I keep saying this to my chatbot and you should too. "Please put this in your memory -- don't compliment me. You do it all the time, I have asked you to stop, and you keep doing it. You are not a human, i don't want you to pretend you are. Act like a computer." I've even got that down to exactly what I want since I'm a programmer. I said I want you to behave like a command line app. Just answer the question I asked. It always is rudely verbose, and repeats itself, thus making work for me. Anything that makes me work harder is probably against the Asimov rules for robots.
If you're an ambitious developer, esp in 2025, if you want to win, you have to do some leading. That means doing things that help your competitors. When everyone looks to the same big platform vendor to work with, no one wins except the platform vendor.

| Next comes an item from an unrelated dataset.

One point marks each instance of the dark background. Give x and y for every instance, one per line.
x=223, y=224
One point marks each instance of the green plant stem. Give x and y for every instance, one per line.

I want ChatGPT to behave like a computer. I've said as much to it. It resists.
My new look
I think it's very stylish.BTW, David Frum imho nailed it in yesterday's podcast where he said Trump was trained by every day having to appease a different set of creditors. It was a good day if he was able to hold them off for one more day. This actually came out in the trial he lost, the 34 guilty verdicts. He's always skating on the verge of bankruptcy. You gotta wonder if the creditors have been paid back yet. I bet some of them haven't.
Two-way vs one-way links
TBL's links are one-way. This was actually a major innovation, at the time people understood there was something called hypertext, it had been written about in Ted Nelson's almost biblical book of the pre-web, Computer Lib/Dream Machines. Previous attempts at hypertext assumed links had to be two-way. By limiting the links to one direction, the technical problem became trivial. You could do two-way links today because relational databases are mature and inexpensive to operate, perform very well on today's hardware, and the internet of 2025 is much faster than the internet of 1990. But the one-way limit was necessary for the web to achieve its simplicity, and the non-existence of a platform vendor, which may have been its most important feature. It could still be done, but it would require a lot of cooperation and backfilling.